Certes, la suppression de l’ISF ne mettrait globalement pas en péril la générosité des
Français envers les organismes caritatifs, qui dépasse les 4 milliards. Mais pour les
fondations, la part des dons ISF est significative: environ 20 % des versements des
particuliers à la Fondation de France, soit 10 % de ses recettes totales. Une
disparition de l’ISF entraînerait donc « un dommage collatéral majeur pour nos
actions, car le mécanisme de déduction actuel est particulièrement efficace »,
explique Frédéric Théret, directeur du marketing et du développement de cette
fondation. Une étude de cet organisme montre d’ailleurs que le dispositif incite 58 %
des assujettis à l’ISF à « donner, ou à donner des montants plus importants ». Ce
mécanisme est même« déterminant» pour 65 % des donateurs versant plus de 1 000
euros, confirme une autre enquête des Apprentis d’Auteuil.
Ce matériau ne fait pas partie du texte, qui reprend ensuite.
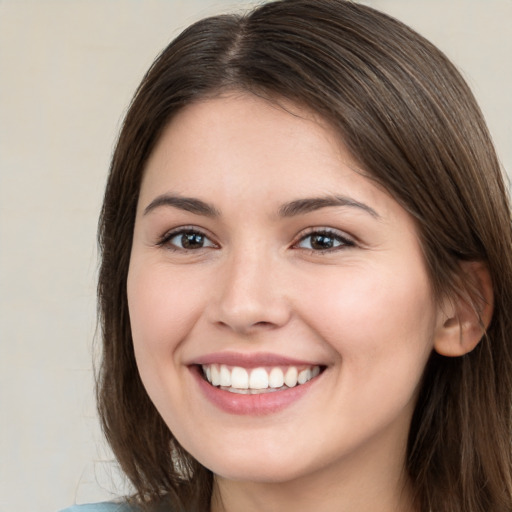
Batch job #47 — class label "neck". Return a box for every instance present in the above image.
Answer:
[211,432,416,512]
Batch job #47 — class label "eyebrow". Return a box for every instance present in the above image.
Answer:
[144,194,220,217]
[144,194,380,219]
[279,195,380,219]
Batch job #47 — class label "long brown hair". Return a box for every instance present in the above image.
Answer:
[97,0,512,512]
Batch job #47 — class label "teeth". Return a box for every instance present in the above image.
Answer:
[249,368,268,389]
[231,366,249,389]
[220,364,231,387]
[268,368,284,389]
[202,364,320,393]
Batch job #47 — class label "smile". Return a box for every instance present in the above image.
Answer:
[201,364,321,395]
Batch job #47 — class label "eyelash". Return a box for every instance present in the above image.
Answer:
[156,227,355,254]
[293,228,355,254]
[157,226,216,252]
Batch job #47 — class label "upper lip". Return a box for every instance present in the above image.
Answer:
[189,352,325,368]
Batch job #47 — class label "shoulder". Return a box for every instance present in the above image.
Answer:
[61,502,137,512]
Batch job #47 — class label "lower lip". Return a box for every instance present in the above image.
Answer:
[190,366,322,416]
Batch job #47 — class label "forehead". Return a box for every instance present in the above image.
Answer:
[140,93,365,195]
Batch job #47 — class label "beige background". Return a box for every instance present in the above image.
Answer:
[0,0,512,512]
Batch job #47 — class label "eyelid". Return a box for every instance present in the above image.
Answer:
[155,225,218,252]
[292,226,356,254]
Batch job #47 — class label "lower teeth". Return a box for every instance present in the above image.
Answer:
[219,386,291,395]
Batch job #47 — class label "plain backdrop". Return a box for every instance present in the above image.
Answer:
[0,0,512,512]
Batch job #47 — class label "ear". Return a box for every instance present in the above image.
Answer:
[434,261,494,357]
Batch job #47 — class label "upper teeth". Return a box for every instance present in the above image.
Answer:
[202,364,320,392]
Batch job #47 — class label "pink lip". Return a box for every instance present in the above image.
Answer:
[189,360,322,416]
[188,352,325,368]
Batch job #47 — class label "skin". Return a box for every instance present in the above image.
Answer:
[127,93,452,512]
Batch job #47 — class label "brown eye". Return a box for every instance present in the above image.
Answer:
[297,231,354,252]
[163,230,215,251]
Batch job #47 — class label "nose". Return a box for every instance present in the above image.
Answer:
[209,251,291,335]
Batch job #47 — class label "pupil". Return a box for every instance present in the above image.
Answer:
[311,235,334,250]
[181,233,204,249]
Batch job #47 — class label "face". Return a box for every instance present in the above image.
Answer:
[128,94,439,488]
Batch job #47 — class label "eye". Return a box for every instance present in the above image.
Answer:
[295,229,355,252]
[159,229,216,251]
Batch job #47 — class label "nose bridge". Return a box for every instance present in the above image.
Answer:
[215,244,289,332]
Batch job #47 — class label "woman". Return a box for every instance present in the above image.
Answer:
[62,0,512,512]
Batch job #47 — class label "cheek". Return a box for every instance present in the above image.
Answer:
[302,265,435,380]
[127,260,208,356]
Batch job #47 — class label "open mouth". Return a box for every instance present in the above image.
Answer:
[200,364,325,395]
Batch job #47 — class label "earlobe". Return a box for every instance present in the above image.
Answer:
[434,261,494,357]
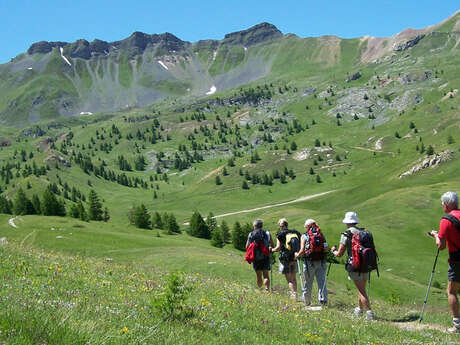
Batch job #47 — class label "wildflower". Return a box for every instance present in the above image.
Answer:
[118,326,129,334]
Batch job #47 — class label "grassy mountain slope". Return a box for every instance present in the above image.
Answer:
[0,10,460,344]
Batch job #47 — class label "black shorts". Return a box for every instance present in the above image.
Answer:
[447,262,460,283]
[252,256,270,271]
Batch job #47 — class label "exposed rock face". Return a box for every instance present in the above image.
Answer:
[347,72,361,83]
[302,87,316,96]
[393,34,425,52]
[27,41,68,54]
[27,32,189,60]
[223,23,283,46]
[399,150,454,178]
[67,40,91,60]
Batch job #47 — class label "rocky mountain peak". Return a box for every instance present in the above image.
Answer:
[223,22,283,46]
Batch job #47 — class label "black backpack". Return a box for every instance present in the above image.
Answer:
[343,229,379,276]
[249,229,270,261]
[442,213,460,262]
[278,230,302,262]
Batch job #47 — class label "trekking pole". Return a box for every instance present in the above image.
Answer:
[321,261,332,297]
[296,259,303,292]
[418,248,439,323]
[270,253,273,292]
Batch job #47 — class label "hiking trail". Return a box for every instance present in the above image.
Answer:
[214,190,336,218]
[8,217,18,229]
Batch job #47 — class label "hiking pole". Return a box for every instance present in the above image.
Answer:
[270,253,273,292]
[296,259,304,293]
[321,261,332,297]
[418,248,439,323]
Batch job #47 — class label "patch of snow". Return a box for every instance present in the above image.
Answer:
[206,85,217,95]
[375,138,383,150]
[59,47,72,66]
[8,218,18,229]
[157,60,169,70]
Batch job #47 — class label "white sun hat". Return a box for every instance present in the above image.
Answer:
[342,212,359,224]
[305,218,316,226]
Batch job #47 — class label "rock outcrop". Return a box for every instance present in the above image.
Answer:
[223,23,283,47]
[399,150,454,178]
[393,34,425,52]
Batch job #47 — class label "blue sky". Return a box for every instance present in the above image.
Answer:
[0,0,460,63]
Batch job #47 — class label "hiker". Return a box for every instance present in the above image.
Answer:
[295,219,328,305]
[331,212,375,320]
[271,218,301,300]
[246,219,273,291]
[429,192,460,333]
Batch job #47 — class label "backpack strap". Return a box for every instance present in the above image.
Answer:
[442,213,460,231]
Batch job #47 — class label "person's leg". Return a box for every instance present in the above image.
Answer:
[303,260,315,305]
[262,270,270,290]
[314,260,327,304]
[447,281,460,318]
[256,270,263,288]
[354,280,371,310]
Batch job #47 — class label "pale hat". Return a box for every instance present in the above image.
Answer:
[342,212,359,224]
[278,218,288,226]
[305,218,316,227]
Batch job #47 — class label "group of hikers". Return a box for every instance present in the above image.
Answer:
[245,191,460,333]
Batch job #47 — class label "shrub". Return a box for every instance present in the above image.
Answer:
[152,272,193,321]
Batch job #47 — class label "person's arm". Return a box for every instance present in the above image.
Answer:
[295,236,306,259]
[246,234,251,249]
[428,230,446,250]
[331,243,347,258]
[272,239,281,253]
[321,234,329,252]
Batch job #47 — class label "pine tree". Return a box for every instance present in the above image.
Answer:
[211,228,225,248]
[152,212,163,229]
[88,189,103,220]
[232,222,248,250]
[0,195,12,214]
[220,220,231,243]
[426,145,434,156]
[102,207,110,223]
[189,211,211,239]
[134,204,150,229]
[166,213,181,234]
[206,212,217,236]
[13,188,30,215]
[32,194,42,214]
[69,204,80,219]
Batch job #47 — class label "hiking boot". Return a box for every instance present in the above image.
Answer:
[447,322,460,333]
[353,307,363,316]
[366,310,375,321]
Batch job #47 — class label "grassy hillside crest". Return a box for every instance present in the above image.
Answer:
[0,13,460,344]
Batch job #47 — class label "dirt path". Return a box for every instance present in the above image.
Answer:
[198,165,225,183]
[391,321,447,332]
[352,146,395,156]
[8,217,18,229]
[214,190,336,218]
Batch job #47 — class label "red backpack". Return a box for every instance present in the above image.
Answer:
[304,225,324,260]
[343,229,379,275]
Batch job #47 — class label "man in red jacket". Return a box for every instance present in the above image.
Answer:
[430,192,460,333]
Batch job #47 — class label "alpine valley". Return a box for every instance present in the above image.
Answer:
[0,12,460,344]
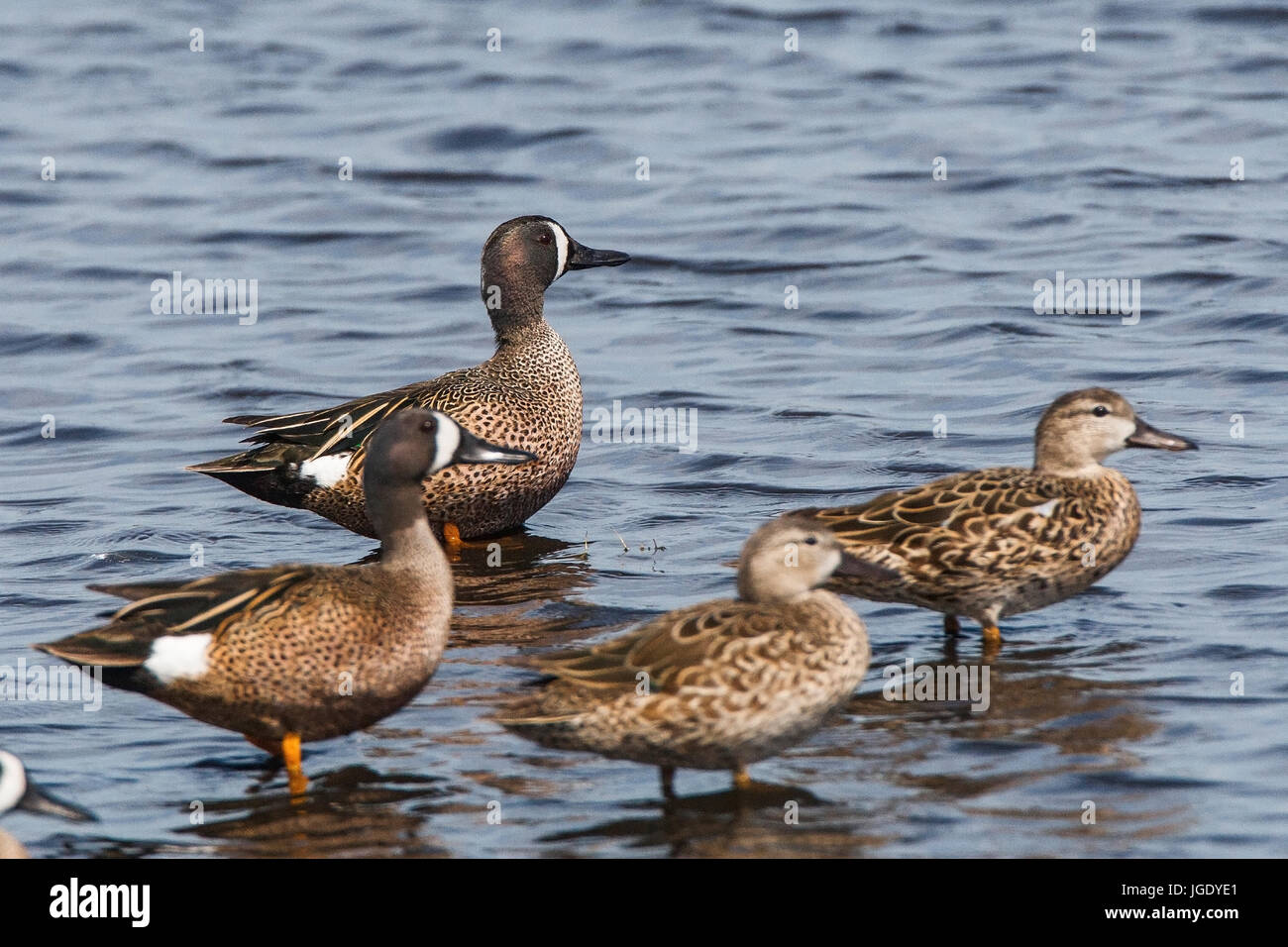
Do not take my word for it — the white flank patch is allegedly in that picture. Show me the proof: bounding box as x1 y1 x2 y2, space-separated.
0 750 27 811
300 454 353 487
550 220 568 279
143 633 211 684
429 411 461 473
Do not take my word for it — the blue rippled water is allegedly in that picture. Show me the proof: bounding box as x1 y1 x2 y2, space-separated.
0 0 1288 857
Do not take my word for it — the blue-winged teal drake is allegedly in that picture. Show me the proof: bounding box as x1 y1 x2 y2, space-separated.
36 410 532 789
799 388 1197 643
0 750 94 858
497 517 885 797
188 217 630 543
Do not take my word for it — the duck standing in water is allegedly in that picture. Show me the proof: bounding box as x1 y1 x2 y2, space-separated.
36 410 532 792
798 388 1198 643
498 517 885 797
188 217 630 544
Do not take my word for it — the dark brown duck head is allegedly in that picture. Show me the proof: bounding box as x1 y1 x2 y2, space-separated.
362 408 536 548
738 513 896 601
480 217 630 333
1033 388 1198 476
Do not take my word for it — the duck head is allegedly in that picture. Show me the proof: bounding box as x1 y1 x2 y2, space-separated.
362 408 536 539
738 513 896 601
480 217 630 331
1033 388 1198 476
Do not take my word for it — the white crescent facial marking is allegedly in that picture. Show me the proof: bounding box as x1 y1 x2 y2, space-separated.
0 750 27 811
429 411 461 474
550 220 568 279
300 454 353 487
143 633 213 684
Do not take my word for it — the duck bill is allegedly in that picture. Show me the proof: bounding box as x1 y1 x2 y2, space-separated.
564 237 630 269
452 428 537 464
833 553 899 582
18 781 98 822
1127 419 1199 451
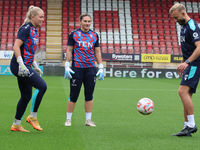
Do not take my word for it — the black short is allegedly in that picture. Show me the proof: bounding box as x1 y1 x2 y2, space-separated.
68 67 97 102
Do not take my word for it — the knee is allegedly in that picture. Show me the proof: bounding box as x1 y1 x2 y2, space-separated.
21 94 32 102
40 83 47 92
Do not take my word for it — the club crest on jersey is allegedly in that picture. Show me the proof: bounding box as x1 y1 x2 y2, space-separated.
77 41 93 47
33 38 39 45
180 36 185 42
184 74 188 80
193 32 199 40
72 79 76 86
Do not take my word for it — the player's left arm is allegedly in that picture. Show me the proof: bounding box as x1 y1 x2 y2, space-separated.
177 41 200 75
94 47 102 64
94 47 104 80
188 41 200 63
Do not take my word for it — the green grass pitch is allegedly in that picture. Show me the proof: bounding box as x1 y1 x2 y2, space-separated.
0 76 200 150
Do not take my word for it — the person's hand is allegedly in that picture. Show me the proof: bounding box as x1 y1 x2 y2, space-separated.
32 61 43 76
177 62 189 76
96 63 104 80
64 61 75 79
17 56 30 77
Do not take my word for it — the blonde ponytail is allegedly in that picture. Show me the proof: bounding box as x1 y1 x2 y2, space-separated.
23 5 42 25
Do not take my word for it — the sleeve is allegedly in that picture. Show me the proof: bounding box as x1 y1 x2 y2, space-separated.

Concrètement, depuis
2007, des personnes « qui versaient 50 euros se sont mises à faire des chèques de
1000, 2 000 ou5 000 euros », précise Frédéric Théret. « La progression de la
collecte de ces dernières années est essentiellement due à ces donateurs de
montant moyens, entre 500 et 5 000 euros », abonde Sylvain Coudon, directeur du
développement et de la communication de l’ARC. Il arrive aussi à ces fondations de
recevoir des chèques de 66 666 euros en mai, soit exactement le montant pour
bénéficier d’une réduction d’ISF de50 000 euros…
Garder les gros donateurs
La particularité de cette démarche est qu’elle intègre aussi une « dimension
psychologique », ajoute l’avocat spécialisé Xavier Delsol, du cabinet éponyme. Selon
lui, « certains contribuables, excédés de payer l’ISF, un impôt qu’ils trouvent
absurde, voient également dans ces dons un moyen utile d’en priver le fisc » en
choisissant eux-mêmes la destination de cette somme, même s’il faut pour cela
mettre de leur poche un montant supplémentaire (le don n’étant déductible qu’à 75
%).Preuve que le risque est réel pour les fondations, si l’ISF disparaissait,28 % des
donateurs reverraient leur générosité à la baisse, pointe l’enquête des Apprentis
d’Auteuil. Stéphane Godlewski, expert en mécénat du cabinet Fidal, évalue la perte
pour les fondations à environ70 millions par an. « Comment maintiendra-t-on les
programmes qui étaient financés par ces sommes ? », s’interroge Frédéric Théret.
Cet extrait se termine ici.